# Not excited when training??



## tjheldt (Jan 26, 2014)

I have a 4 1/2 month old girl and I want to get her into Schutzhund but am having a hard time getting her excited about the training. She will eventually do things but very slowly and won't even wag her tail. We have used all sorts of treats, soft and hard, wondering how to get her more into it?


----------



## onyx'girl (May 18, 2007)

have you used a flirtpole/tug with her? I know she's teething now, but you can still let her chase a rag on a string or tease her up with a ball. Does she have prey drive?


----------



## tjheldt (Jan 26, 2014)

That's the other thing is that she isn't much into chasing things. We try to get her all excited with a ball or toy then throw it and she just sits down and looks at it. We have tried praising her when she does get it and running after it with her but she just does not seem excited about it.


----------



## onyx'girl (May 18, 2007)

have someone hold her back(on a harness if possible) while you tease her up and frustrate her.
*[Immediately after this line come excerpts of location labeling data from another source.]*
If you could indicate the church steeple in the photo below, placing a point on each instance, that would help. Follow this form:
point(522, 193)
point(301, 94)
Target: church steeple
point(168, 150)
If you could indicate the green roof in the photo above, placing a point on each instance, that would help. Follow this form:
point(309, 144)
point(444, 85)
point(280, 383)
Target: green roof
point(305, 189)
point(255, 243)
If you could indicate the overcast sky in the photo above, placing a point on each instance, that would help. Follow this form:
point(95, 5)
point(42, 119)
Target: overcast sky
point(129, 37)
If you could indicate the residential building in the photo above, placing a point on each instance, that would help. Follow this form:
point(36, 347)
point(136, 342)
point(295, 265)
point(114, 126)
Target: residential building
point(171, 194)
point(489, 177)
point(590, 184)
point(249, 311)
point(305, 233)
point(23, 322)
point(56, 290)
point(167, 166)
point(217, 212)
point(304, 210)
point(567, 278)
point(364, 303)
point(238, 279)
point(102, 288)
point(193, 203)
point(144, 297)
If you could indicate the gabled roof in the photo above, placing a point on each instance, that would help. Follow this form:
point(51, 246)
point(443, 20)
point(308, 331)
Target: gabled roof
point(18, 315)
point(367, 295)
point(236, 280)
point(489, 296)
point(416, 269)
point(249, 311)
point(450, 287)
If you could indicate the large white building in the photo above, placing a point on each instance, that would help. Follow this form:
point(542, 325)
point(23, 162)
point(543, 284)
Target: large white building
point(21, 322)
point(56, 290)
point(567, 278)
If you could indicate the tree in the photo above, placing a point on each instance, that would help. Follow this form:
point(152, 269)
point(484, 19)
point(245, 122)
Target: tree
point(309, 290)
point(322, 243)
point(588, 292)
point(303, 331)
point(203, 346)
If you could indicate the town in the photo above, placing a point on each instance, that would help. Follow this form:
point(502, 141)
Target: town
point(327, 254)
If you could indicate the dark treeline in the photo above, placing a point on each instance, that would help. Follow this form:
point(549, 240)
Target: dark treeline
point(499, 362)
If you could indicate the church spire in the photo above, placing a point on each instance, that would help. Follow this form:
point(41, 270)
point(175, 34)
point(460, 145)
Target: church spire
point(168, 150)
When she makes a noise or moves forward, reward her and gently tug with her. What lines is she from?


----------



## tjheldt (Jan 26, 2014)

She is from West European Bloodlines, she is definitely a whiner and when you hold her back from anything cries. lol


----------



## mycobraracr (Dec 4, 2011)

Generally speaking, to get a puppy more excited YOU have to be more excited. Up your energy level and pace when training and the puppy should follow suit.


Edit: I would look for a club to help guide you in the right direction with play and obedience.


----------



## boomer11 (Jun 9, 2013)

the reason she isnt excited could be genetic or it could be you. its hard to say over an internet forum. 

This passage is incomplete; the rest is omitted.